話が終わったらボールを蹴ろうBACK NUMBER
ガンバの希望をつないだ3人の若者。
高江・高尾・福田が得た自信と勝利。
posted2019/05/21 11:30
text by
佐藤俊Shun Sato
photograph by
J.LEAGUE
ガンバ大阪は18日の第12節、セレッソ大阪との大阪ダービーを制し、8試合ぶりに勝利した。
降格圏から脱する14位に順位を上げたが、この勝利は勝ち点や順位以上に持つ意味が大きい。
大阪ダービーは、試合前からサポーターが作り出す雰囲気が本当に素晴らしかった。
ガンバの選手バスが入る動線にはサポーターが幾重にも連なる。ただの1試合ではない独特のムードを作り、選手をスタジアムへと導いた。
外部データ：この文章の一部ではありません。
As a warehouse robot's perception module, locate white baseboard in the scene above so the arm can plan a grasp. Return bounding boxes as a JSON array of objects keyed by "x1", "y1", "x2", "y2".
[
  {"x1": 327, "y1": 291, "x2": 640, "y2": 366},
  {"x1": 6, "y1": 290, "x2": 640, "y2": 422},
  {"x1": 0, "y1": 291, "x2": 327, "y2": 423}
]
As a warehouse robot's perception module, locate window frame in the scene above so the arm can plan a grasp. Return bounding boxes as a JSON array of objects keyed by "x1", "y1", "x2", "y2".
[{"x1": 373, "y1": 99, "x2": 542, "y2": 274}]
サポーターが生み出す熱量も圧巻だった。重低音で張りのある声援が突き抜け、飛び跳ねるサポーターにスタジアム全体が揺れ、ボルテージが高まる。選手入場時点から最高のステージを作り出していた。倉田秋が「やってやる」と魂を燃やしたというが、選手は一様に気持ちを高ぶらせていたのだ。
ピッチ上に広がったメンバーは、きっと多くのファンを驚かせたことだろう。
高江、高尾、福田の3人を抜擢。
「鳥栖戦後のオフからシステムとメンバーを考えていました」
宮本恒靖監督がこの悪い流れを断ち切るために出した結論は、ほとんど試合に絡んでいない若手3人の抜擢であり、3-1-4-2システムの採用だった。
ボランチの高江麗央は今シーズン1試合9分間のプレーのみ。センターバックの高尾瑠と左ウイングバックの福田湧矢にいたっては今季リーグ戦初出場、初スタメンだった。
ガンバはダービーに向けて3人が入ったメンバーでシステムを組み、練習を重ねてきた。これまで守備が破たんしていた状況を踏まえると、かなり攻撃的な3-1-4-2には選手も難しさを感じていたようだ。
だが、宮本監督はそこで引いて守るのではなく、積極的に前に出て守備をする意識を選手に植え付けた。そして「後がない」と言い続けることで危機感をあおり、試合に集中させた。
紅白戦では控え組に遠藤保仁や今野泰幸、米倉恒貴らが入った強力なメンバーを仮想セレッソとして戦い、ゼロに抑えて手ごたえを得た。本職はサイドバックながら右センターバックに入った高尾は「レベルの高い紅白戦でゼロに抑えたんだから、自信を持ってやれ」と宮本監督に言われ、自信を深めたという。
そうした経緯を経て、彼らは「救世主」となるべくピッチに立った。